Bilim Klübü: Doomday & Big Crunch-1

<emre> Sorular: 1. Son bilimsel araştırmalarda evrenin sonsuza kadar genişleyeceği gibi bir sonuç çıkarıldı. Yani çökme (big crunch) olmayacağı iddia edilmeye başlandı. 2. Beşinci güç denilen çekime ters bir güç sayesinde big crunch’ın yani birlenmenin olmayacağı söyleniyor. Fakat siz bilimsel verilere ve Kuran ayetlerine bakarak big crunch’ı savunmuştunuz eserlerinizde. 3. Sizin de bu fikriniz değişti mi? Yoksa hala evrenin sonunun büyük çökmeyle olacağına hala inanıyor musunuz?

Cevap: Nasıl ki Kur’an “Ayrıntı, teferruat, detay” kitabı ise, BİLİM de aynı mantaliteyle hareket eder. O bakımdan kısa sorularını biraz uzun irdeleyebilirim.

Bilimsel araştırmalarda evrenin sonsuza kadar genişleyeceği gibi bir sonuç çıkarıldı.
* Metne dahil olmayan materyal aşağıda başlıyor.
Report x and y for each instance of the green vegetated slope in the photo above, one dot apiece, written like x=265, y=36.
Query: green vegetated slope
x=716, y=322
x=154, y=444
2001 yılı Ağustos ayı BİLİM’in verileri itibariyle yazıyorum: Yani en son araştırma yetkili ağız bizzat biziz. Evrende aktüel olarak ölçümlenen madde miktarı, evrenin genişlemesini önleyecek yani, evreni gerisin geriye büzecek olan madde miktarının %10’nundan az…

Ancak bir de evrende görünmeyen madde yani karanlık madde diye genellenen başlıca iki kategori var: Maddeyi oluşturan aktüel, ışıyan ve ısı yayan quantlar (Fermionlar) ve Kuvvet alanlarını oluşturan zımni, virtüel, ışımayan quantlar (Bozonlar. Bunlar maddeleşmez, doğanın kuvvetlerini yönetir.)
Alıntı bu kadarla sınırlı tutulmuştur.